When the Meath footballers were at their prime in the late 1980s and very early 1990s, it was a fact of life, seldom grasped, that teams who bothered themselves with trying to match Meath's muscle usually made themselves dizzy. Dublin once famously left Dave Foran, a mid-fielder, on Mick Lyons, a full back, "because he was keeping Lyons quiet".
It is similar with Clare. Teams do best not to bother proving points about toughness. Robustness is part of what Clare are. They are the Volvos of hurling, built to survive almost any impact. A team can throw themselves feveredly at the Banner boys and it will seldom disrupt their serene concentration.
On Saturday, with Ollie Baker back steaming around the middle third of the field, there was room enough for Colin Lynch to submit his greatest performance yet in a Clare jersey. He was good in the drawn game but he was immaculate on Saturday.
So it went through the Clare lines. Players who struggled last week stood up this week. The better ones prospered. The absence of O'Connor for more than half the game would normally be a brake on Clare's ambition. On Saturday they scored 21 points and just one came off Jamesie's stick.
Everyone left Cork wondering. Nicky English found out more about himself as a manager in the space of two games than some managers do in the space of a career.

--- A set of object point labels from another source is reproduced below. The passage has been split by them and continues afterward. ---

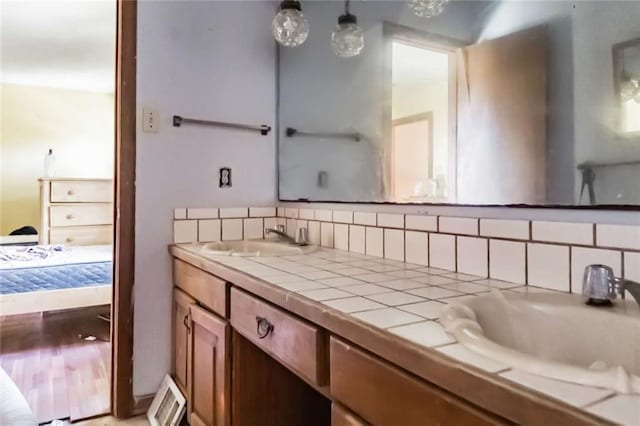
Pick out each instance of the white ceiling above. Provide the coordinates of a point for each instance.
(58, 43)
(414, 65)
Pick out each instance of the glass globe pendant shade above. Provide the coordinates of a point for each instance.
(427, 8)
(347, 40)
(290, 27)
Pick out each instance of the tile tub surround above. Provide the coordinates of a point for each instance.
(545, 254)
(399, 298)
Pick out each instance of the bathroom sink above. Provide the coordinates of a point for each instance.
(552, 335)
(252, 248)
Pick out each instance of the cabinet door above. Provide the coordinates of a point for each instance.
(181, 339)
(210, 369)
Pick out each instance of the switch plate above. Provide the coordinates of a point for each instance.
(224, 177)
(149, 120)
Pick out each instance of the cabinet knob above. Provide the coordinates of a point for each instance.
(263, 327)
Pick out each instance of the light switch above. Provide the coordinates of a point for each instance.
(149, 120)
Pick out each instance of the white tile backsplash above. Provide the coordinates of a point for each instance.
(390, 220)
(458, 225)
(442, 251)
(507, 261)
(308, 214)
(341, 236)
(548, 266)
(374, 245)
(421, 223)
(262, 211)
(314, 232)
(253, 229)
(324, 215)
(342, 216)
(562, 232)
(549, 255)
(581, 257)
(202, 213)
(632, 266)
(394, 244)
(417, 247)
(502, 228)
(185, 231)
(326, 234)
(619, 236)
(364, 218)
(230, 212)
(356, 238)
(231, 229)
(209, 230)
(473, 256)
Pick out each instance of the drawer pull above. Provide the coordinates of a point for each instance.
(187, 322)
(263, 327)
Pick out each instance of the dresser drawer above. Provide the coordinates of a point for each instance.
(82, 235)
(69, 191)
(340, 416)
(297, 344)
(382, 394)
(208, 290)
(81, 215)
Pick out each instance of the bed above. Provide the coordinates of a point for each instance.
(49, 278)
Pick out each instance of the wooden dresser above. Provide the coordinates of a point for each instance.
(76, 211)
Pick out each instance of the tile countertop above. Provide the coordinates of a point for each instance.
(405, 300)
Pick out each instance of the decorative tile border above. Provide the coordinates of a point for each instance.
(545, 254)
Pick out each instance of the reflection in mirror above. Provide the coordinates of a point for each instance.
(483, 103)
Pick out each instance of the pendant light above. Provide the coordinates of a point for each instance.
(427, 8)
(290, 27)
(347, 40)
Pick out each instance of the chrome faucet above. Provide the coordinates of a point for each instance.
(301, 238)
(600, 286)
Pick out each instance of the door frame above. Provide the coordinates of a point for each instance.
(123, 404)
(423, 116)
(432, 41)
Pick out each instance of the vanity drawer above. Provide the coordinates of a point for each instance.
(81, 191)
(82, 235)
(382, 394)
(297, 344)
(81, 215)
(208, 290)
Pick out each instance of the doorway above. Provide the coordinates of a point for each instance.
(423, 84)
(58, 138)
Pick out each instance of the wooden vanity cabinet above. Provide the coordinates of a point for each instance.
(210, 370)
(181, 358)
(242, 360)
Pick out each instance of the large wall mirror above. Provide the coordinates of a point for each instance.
(511, 102)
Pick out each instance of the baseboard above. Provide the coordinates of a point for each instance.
(141, 404)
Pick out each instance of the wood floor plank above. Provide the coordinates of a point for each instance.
(60, 374)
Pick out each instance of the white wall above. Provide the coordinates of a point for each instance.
(210, 60)
(597, 27)
(512, 16)
(321, 92)
(581, 99)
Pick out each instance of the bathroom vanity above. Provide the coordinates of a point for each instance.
(247, 352)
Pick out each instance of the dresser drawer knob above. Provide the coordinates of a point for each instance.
(263, 327)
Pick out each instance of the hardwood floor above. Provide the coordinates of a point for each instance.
(62, 372)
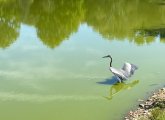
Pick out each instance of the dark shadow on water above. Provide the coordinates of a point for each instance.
(116, 87)
(109, 81)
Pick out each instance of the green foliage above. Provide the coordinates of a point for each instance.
(158, 114)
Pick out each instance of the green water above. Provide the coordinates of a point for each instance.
(51, 65)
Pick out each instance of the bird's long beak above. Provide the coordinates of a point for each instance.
(105, 56)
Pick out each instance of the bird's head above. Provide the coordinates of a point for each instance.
(107, 56)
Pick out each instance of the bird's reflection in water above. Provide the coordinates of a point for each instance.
(119, 87)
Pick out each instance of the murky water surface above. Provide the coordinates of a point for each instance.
(51, 65)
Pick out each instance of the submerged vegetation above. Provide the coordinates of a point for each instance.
(55, 20)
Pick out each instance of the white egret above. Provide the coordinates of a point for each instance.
(125, 72)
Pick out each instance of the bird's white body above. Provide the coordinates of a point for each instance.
(125, 72)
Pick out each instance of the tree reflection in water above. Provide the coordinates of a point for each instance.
(116, 88)
(57, 20)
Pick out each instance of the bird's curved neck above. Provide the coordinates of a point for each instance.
(110, 64)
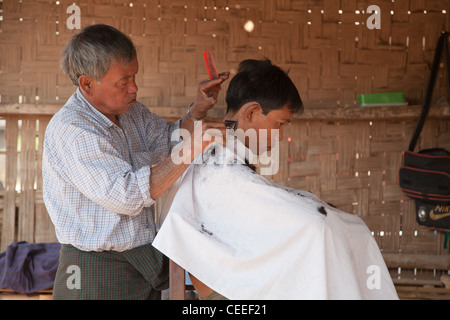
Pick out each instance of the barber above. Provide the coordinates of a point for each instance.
(106, 159)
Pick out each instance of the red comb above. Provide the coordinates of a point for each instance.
(210, 65)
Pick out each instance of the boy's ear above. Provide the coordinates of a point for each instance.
(86, 84)
(251, 110)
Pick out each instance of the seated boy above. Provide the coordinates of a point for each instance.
(241, 236)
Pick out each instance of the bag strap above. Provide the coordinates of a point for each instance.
(442, 45)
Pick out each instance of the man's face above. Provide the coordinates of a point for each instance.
(116, 92)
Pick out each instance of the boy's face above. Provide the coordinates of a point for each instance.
(268, 128)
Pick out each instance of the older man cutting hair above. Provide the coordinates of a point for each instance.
(106, 159)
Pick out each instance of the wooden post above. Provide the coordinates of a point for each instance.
(177, 282)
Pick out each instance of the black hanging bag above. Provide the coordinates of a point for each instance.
(425, 175)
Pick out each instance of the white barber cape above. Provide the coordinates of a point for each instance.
(248, 238)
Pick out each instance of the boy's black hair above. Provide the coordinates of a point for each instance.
(265, 83)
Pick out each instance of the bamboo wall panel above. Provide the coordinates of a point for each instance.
(331, 53)
(350, 161)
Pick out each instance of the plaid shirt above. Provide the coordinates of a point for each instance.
(96, 175)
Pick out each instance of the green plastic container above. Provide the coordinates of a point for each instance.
(382, 99)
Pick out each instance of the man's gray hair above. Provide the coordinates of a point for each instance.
(93, 49)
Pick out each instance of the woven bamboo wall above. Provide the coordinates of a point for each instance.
(332, 54)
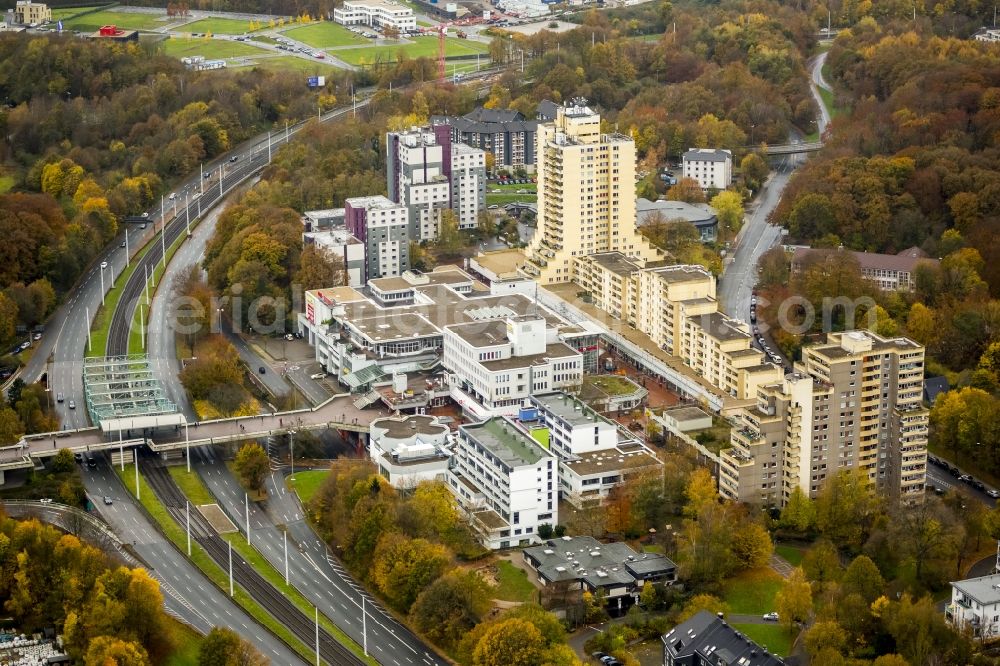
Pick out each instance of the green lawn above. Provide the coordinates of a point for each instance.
(128, 20)
(752, 592)
(514, 583)
(791, 553)
(211, 49)
(294, 64)
(68, 12)
(420, 47)
(324, 34)
(774, 637)
(501, 199)
(187, 642)
(306, 484)
(217, 26)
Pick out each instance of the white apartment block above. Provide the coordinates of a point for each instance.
(595, 454)
(853, 402)
(410, 449)
(712, 168)
(381, 226)
(376, 14)
(975, 606)
(505, 481)
(586, 196)
(496, 366)
(427, 173)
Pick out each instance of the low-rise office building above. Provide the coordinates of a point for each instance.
(410, 449)
(975, 606)
(378, 14)
(613, 569)
(505, 481)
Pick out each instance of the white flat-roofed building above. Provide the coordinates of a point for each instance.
(505, 481)
(496, 366)
(376, 14)
(975, 606)
(409, 449)
(712, 168)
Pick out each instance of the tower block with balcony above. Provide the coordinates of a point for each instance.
(586, 196)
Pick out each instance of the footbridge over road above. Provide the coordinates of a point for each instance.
(337, 413)
(793, 148)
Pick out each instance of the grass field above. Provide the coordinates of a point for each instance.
(66, 12)
(420, 47)
(514, 583)
(128, 20)
(306, 484)
(774, 637)
(324, 34)
(211, 49)
(187, 642)
(291, 63)
(791, 553)
(217, 26)
(752, 592)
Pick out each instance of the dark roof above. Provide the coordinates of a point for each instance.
(706, 638)
(935, 386)
(546, 110)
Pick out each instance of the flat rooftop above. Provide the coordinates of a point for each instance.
(408, 426)
(506, 441)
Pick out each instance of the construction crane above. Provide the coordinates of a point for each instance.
(442, 31)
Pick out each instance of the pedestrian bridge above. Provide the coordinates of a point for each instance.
(793, 148)
(337, 413)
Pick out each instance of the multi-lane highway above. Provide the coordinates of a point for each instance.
(311, 570)
(207, 604)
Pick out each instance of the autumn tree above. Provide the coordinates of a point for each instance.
(252, 465)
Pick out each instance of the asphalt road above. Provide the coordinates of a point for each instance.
(322, 581)
(208, 605)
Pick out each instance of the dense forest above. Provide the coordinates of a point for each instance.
(97, 131)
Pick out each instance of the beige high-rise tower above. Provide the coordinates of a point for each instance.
(586, 196)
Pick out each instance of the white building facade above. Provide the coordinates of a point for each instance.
(376, 14)
(505, 481)
(712, 168)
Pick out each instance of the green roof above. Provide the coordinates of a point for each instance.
(506, 441)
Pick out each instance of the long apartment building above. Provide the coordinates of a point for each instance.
(853, 402)
(505, 481)
(427, 172)
(586, 196)
(676, 307)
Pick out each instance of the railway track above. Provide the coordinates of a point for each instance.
(272, 599)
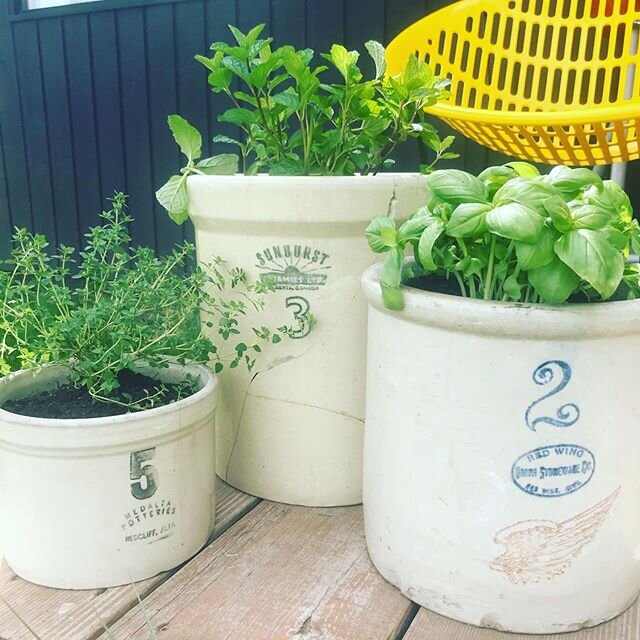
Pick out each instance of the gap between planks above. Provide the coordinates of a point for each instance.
(58, 614)
(282, 572)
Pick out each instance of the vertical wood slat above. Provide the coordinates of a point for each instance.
(108, 102)
(161, 85)
(29, 68)
(134, 68)
(83, 130)
(61, 156)
(18, 198)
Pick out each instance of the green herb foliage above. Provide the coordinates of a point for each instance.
(119, 305)
(294, 123)
(512, 234)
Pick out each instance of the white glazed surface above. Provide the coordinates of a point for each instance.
(452, 414)
(70, 516)
(291, 430)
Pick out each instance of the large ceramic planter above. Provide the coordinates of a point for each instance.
(501, 475)
(291, 430)
(105, 501)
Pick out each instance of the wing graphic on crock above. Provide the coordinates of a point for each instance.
(542, 549)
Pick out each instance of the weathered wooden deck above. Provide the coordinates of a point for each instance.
(271, 572)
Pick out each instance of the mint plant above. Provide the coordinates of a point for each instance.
(119, 305)
(514, 235)
(294, 123)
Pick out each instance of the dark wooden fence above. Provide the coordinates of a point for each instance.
(85, 91)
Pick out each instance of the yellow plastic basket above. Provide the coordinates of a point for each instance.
(552, 81)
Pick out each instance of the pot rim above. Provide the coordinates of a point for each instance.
(104, 434)
(524, 321)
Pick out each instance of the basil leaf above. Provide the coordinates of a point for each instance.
(456, 187)
(531, 193)
(571, 182)
(425, 245)
(376, 51)
(187, 137)
(588, 216)
(174, 198)
(533, 256)
(381, 234)
(554, 282)
(468, 220)
(390, 278)
(222, 164)
(515, 222)
(590, 254)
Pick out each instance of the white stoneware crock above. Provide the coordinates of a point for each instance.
(501, 475)
(291, 430)
(100, 502)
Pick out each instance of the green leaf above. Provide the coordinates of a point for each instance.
(174, 198)
(381, 234)
(515, 222)
(343, 59)
(588, 216)
(571, 182)
(532, 256)
(376, 51)
(590, 254)
(237, 67)
(188, 138)
(456, 187)
(523, 169)
(525, 191)
(494, 177)
(468, 220)
(611, 197)
(559, 213)
(411, 230)
(512, 287)
(288, 98)
(425, 245)
(554, 282)
(390, 279)
(223, 164)
(238, 116)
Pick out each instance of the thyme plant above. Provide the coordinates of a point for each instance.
(116, 305)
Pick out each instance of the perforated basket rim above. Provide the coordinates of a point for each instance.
(588, 115)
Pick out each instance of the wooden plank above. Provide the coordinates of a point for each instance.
(281, 572)
(430, 626)
(58, 113)
(71, 615)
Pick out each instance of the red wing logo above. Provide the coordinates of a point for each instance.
(538, 550)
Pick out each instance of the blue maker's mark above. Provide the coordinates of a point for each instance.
(567, 414)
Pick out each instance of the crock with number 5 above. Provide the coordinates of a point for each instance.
(99, 502)
(291, 430)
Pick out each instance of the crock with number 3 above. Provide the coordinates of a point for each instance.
(291, 430)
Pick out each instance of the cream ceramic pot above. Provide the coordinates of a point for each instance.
(501, 476)
(101, 502)
(291, 429)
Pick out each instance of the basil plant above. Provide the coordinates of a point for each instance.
(512, 234)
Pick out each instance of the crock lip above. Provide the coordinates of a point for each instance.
(131, 419)
(523, 321)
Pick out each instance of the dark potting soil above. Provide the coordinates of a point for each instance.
(67, 402)
(435, 284)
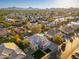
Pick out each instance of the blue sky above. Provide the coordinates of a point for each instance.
(39, 3)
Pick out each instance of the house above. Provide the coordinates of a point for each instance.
(42, 47)
(52, 33)
(11, 50)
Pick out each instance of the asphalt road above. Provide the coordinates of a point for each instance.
(70, 48)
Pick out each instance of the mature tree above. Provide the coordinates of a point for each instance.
(58, 39)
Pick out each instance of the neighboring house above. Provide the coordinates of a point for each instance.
(74, 24)
(11, 50)
(9, 20)
(52, 33)
(42, 46)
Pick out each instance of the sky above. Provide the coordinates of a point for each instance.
(39, 3)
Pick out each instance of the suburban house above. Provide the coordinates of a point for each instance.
(11, 51)
(42, 47)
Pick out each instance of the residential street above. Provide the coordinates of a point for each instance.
(70, 49)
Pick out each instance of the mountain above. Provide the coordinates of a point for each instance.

He knows that on the first day he sent out a team, with the right tactics and the right peak of motivation. No small feat. Saturday was always going to be harder. He had no new blueprint. He pulled a Ger Loughnane stunt with his team selection. And he asked for the same again only harder and more of it. Wasn't to be.
Wondering. Now we know that Clare need a cattle prod of motivation to keep them whirling. They have escaped Munster and the question is how many big afternoons can they squeeze out of themselves.
Who knows?
In the hospital in Cork, meanwhile, they detained Jamesie O'Connor till yesterday afternoon. Preliminary guesses are that the injury will cost him six to eight weeks of hurling. Maybe less, maybe more. All those years of hurling and he's never broken a bone. Nobody knows how quickly he'll heal.
Two months of summer and he'll be on the sidelines. We have to stop and wonder about the game. If there is no room for the light-footed genius of a Jamesie O'Connor, do we have a game at all?